Baseline system for the CoNLL-SIGMORPHON shared task 2017

http://www.sigmorphon.org/conll2017/

This is a very simple baseline algorithm for solving tasks 1 and 2. The system has a strong bias toward only accounting for prefix and suffix changes when inflecting a form from a given lemma.

When run with the -o option, the program writes its outputs into files. The default behavior is to just run the algorithm on all tasks and languages and print out accuracy on the dev set.

The default relative path to the train/dev files (./../) can be changed with the -p flag.

Details: learning

As a first step, the system aligns input/output training examples using Levenshtein distance. For example, the example

schielen        geschielt       V.PTCP;PST

is aligned as follows:

__schielen
geschielt_

The system now assumes that each input-output pair can be broken up into a prefixation part, a stem part, and a suffixation part, based on where the inputs or outputs have initial or trailing zeroes:

Pr   St   Su
__|schiele|n
ge|schielt|_

After this, the system extracts a set of prefix-changing rules based on the Pr pairings, and a set of suffix-changing rules based on St+Su pairings.
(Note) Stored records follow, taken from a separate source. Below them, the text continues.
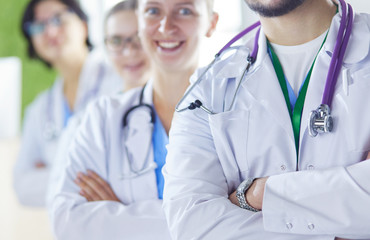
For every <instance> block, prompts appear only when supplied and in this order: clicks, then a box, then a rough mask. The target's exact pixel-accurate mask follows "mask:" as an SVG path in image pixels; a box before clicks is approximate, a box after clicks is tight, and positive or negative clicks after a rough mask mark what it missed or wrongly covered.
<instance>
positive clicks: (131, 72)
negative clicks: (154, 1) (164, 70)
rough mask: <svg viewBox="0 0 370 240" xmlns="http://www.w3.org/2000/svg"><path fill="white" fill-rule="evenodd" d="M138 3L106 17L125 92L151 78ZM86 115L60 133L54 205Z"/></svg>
mask: <svg viewBox="0 0 370 240" xmlns="http://www.w3.org/2000/svg"><path fill="white" fill-rule="evenodd" d="M136 6H137V2H136V0H125V1H122V2H118V3H117V4H116V5H114V6H113V7H112V8H111V9H110V10H109V11H108V13H107V14H106V17H105V21H104V42H105V49H106V55H107V57H108V60H109V61H110V63H112V65H113V66H114V68H115V69H116V71H117V73H118V74H119V75H120V76H121V78H122V80H123V89H119V91H122V92H126V91H128V90H130V89H132V88H135V87H138V86H143V85H144V84H145V83H146V82H147V80H148V79H149V73H150V71H149V69H150V63H149V59H148V57H147V55H146V54H145V53H144V51H143V49H142V46H141V42H140V38H139V36H138V22H137V16H136V13H135V10H136ZM117 90H118V89H117ZM82 117H83V112H80V113H79V114H78V116H75V117H74V118H73V119H71V121H70V122H69V123H68V127H67V128H66V129H65V130H64V132H63V134H62V136H61V137H60V141H59V146H58V148H57V154H56V157H55V163H54V165H53V168H52V171H51V174H50V179H49V187H48V192H47V205H50V203H51V201H52V200H53V198H54V196H55V194H56V193H55V186H56V185H57V184H58V181H59V180H60V178H61V175H62V171H61V169H63V168H64V167H65V164H66V159H67V152H68V151H67V150H68V148H69V144H70V143H71V139H73V136H74V134H75V132H76V129H77V128H78V126H79V124H80V122H81V119H82Z"/></svg>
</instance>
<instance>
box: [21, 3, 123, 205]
mask: <svg viewBox="0 0 370 240" xmlns="http://www.w3.org/2000/svg"><path fill="white" fill-rule="evenodd" d="M22 31H23V34H24V36H25V38H26V40H27V43H28V54H29V57H30V58H35V59H39V60H41V61H42V62H44V63H45V64H46V65H47V66H48V67H50V68H53V69H55V70H56V72H57V73H58V77H57V79H56V81H55V83H54V85H53V86H52V87H51V88H50V89H48V90H46V91H45V92H43V93H41V94H40V95H39V96H37V98H36V99H35V100H34V101H33V102H32V104H31V105H30V106H29V107H28V108H27V110H26V114H25V119H24V126H23V136H22V145H21V149H20V154H19V157H18V161H17V163H16V165H15V168H14V187H15V192H16V194H17V197H18V199H19V201H20V202H21V203H22V204H24V205H28V206H37V207H43V206H45V194H46V189H47V182H48V177H49V173H50V168H51V166H52V165H53V159H54V157H55V149H56V146H57V144H58V140H59V136H60V133H61V132H62V130H63V129H64V128H65V126H66V125H67V123H68V120H69V119H70V117H71V116H72V115H73V114H74V113H76V112H79V111H81V110H82V109H83V108H84V107H85V106H86V104H87V103H88V102H89V101H90V100H92V99H93V98H95V97H97V96H99V95H102V94H106V93H110V92H113V91H117V89H121V88H122V81H121V80H120V78H119V77H118V76H117V75H115V74H114V73H113V71H112V70H111V69H110V68H109V67H108V66H107V64H106V63H105V62H104V60H103V59H104V58H103V57H102V56H100V54H99V52H90V49H91V44H90V42H89V40H88V29H87V17H86V15H85V14H84V13H83V11H82V10H81V8H80V7H79V5H78V4H77V3H76V1H74V0H32V1H30V2H29V4H28V5H27V7H26V9H25V12H24V15H23V19H22Z"/></svg>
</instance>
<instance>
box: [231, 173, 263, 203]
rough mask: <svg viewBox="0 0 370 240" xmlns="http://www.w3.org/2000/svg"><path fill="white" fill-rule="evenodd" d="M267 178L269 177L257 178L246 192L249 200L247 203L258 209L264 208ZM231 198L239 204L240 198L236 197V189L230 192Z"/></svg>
mask: <svg viewBox="0 0 370 240" xmlns="http://www.w3.org/2000/svg"><path fill="white" fill-rule="evenodd" d="M267 179H268V177H264V178H257V179H255V180H254V181H253V183H252V185H251V186H250V187H249V189H248V191H247V192H246V197H245V199H246V200H247V203H248V204H249V205H250V206H252V207H254V208H256V209H262V204H263V194H264V192H265V184H266V181H267ZM229 200H230V201H231V202H232V203H234V204H235V205H237V206H239V202H238V199H237V198H236V191H234V192H233V193H232V194H230V196H229Z"/></svg>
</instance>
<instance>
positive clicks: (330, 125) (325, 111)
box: [308, 104, 333, 137]
mask: <svg viewBox="0 0 370 240" xmlns="http://www.w3.org/2000/svg"><path fill="white" fill-rule="evenodd" d="M332 130H333V118H332V116H331V115H330V108H329V106H328V105H326V104H321V105H320V106H319V107H318V108H317V109H316V110H313V111H311V113H310V119H309V121H308V133H309V134H310V136H311V137H316V136H317V134H318V133H328V132H331V131H332Z"/></svg>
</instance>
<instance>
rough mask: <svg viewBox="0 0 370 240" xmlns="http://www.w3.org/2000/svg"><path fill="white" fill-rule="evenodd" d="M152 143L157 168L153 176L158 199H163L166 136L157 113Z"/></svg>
mask: <svg viewBox="0 0 370 240" xmlns="http://www.w3.org/2000/svg"><path fill="white" fill-rule="evenodd" d="M152 143H153V152H154V162H155V163H156V164H157V168H156V169H155V175H156V179H157V189H158V198H159V199H163V187H164V178H163V174H162V167H163V165H164V164H165V162H166V156H167V149H166V145H167V144H168V136H167V133H166V130H165V129H164V127H163V125H162V122H161V120H160V119H159V117H158V115H157V113H156V114H155V123H154V130H153V137H152Z"/></svg>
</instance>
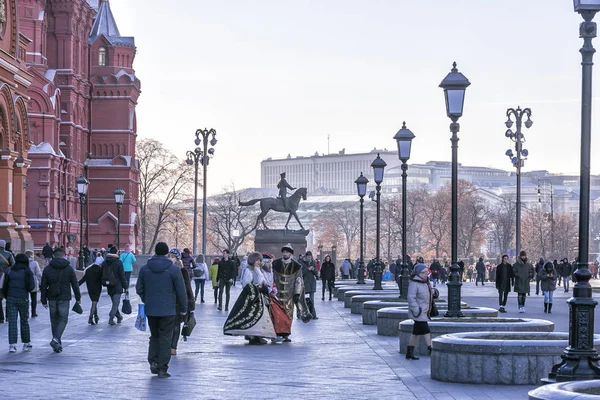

In this example, the following suffix-changing rules are extracted:

n$ > $
en$ > t$
len$ > lt$
elen$ > elt$
ielen$ > ielt$
hielen$ > hielt$
chielen$ > chielt$
schielen$ > schielt$

Likewise, the only prefix-changing rule extracted is the following:

$ > $ge

For languages with few prefix changes, the only prefix rule will often be $ > $, i.e. no change.

All these rules are associated with the complete MSD of an example, in this case V.PTCP;PST.

Details: generation

At generation time, the longest suffix rule that applies to a lemma form to be inflected is used. For example, if we're asked to inflect kaufen into V.PTCP;PST, we may find that, for example, en$ > t$ is the longest-matching suffix rule among all rules for V.PTCP;PST, which transforms:

$kaufen$ > $kauft$

and, following this, we find the most frequently seen prefix-changing rule for the target MSD in question that is applicable, in this case $ > $ge and apply that:

$kaufen$ > $gekauft$

Unseen MSD strings

If no rule has been associated with a particular MSD combination, the lemma form is simply repeated.

Task 2

In task 2 (the paradigm cell-filling task), all the forms are generated from the lemma form. That is, the system does not take advantage of the given forms in a partially filled table in any way.

Prefixing languages

There is a heuristic to decide if a language is largely prefixing or largely suffixing. This is done by simply counting how often there is a prefix-change vs. suffix-change in going from the lemma form to the inflected form. Whenever a language is found to be largely prefixing, the system works with reversed strings throughout.